PARTNERS IN CRIME: The Swede continues to pour poison into receptive ears. “We share a common enemy,” he tells Chang. “I, too, have been diminished by Mr. Cullen Bohannon.” Shortly afterwards, The Swede tells the all-too-credulous Phineas that he’s been inspired by God to help the young man lead an armed revolution against his father, Mormon leader Brigham Young, and assume control of the church. And how will Phineas and his followers accomplish this overthrowing? Why, with the rifles stashed inside the crates of rice that The Swede has been buying from Chang. Of course.
EVIL DOINGS: When Cullen warns Tao about the consequences of crossing Chang, Tao bravely says: “I’m not afraid of Chang.” “Maybe you ought to be,” Cullen responds, noting that the three Irish workers who tried to lynch Chang never made it to their final destination after departing Truckee. (Stagecoach Mary, you may recall, discovered their bodies on the road last week.) Both men are pleasantly surprised when, during the festival of Tin Hau Don in Truckee’s Chinatown, Chang raises a toast to Tao for negotiating the shipment of dead workers back to their relatives in China, and to Cullen for granting raises to the workers.
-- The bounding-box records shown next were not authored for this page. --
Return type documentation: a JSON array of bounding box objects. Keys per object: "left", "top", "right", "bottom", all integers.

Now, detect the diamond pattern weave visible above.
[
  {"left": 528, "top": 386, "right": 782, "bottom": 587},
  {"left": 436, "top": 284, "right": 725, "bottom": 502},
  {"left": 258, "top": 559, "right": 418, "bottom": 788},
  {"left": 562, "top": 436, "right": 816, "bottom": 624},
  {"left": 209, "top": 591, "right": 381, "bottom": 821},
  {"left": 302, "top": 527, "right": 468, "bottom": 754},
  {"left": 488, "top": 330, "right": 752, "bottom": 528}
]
For about five minutes, Cullen looks happy — even while struggling to use chopsticks — and seems more amused than upset when Tao warns him about what the concerned father interprets, rightly or wrongly, as tell-tale signs of Cullen’s growing attraction to Fong (aka Mei Mei). But as we all know, Cullen rarely is allowed to stay happy for long on this show. When Chang “confesses” that he has been selling rifles to The Swede, Cullen races to the Mormon camp to seize the weapons. But The Swede plausibly denies Chang’s claim — plausibly, that is, because he’s carefully hidden the rifles — and convinces Cullen that he’s been sent on a wild goose chase. Which, unfortunately, isn’t a lie. Cullen rushes back to Chinatown, but arrives only after a hired gun — who had been posing as a harmless snake-oil peddler — fatally shoots Tao while the latter is seated near Chang at a banquet. “The assassin was a white man, Mr. Bohannon,” Chang says while Fong weeps. “Ask anyone.” Then, pointedly alluding to events of two weeks ago, Chang adds: “Pity the only witnesses were Chinese.”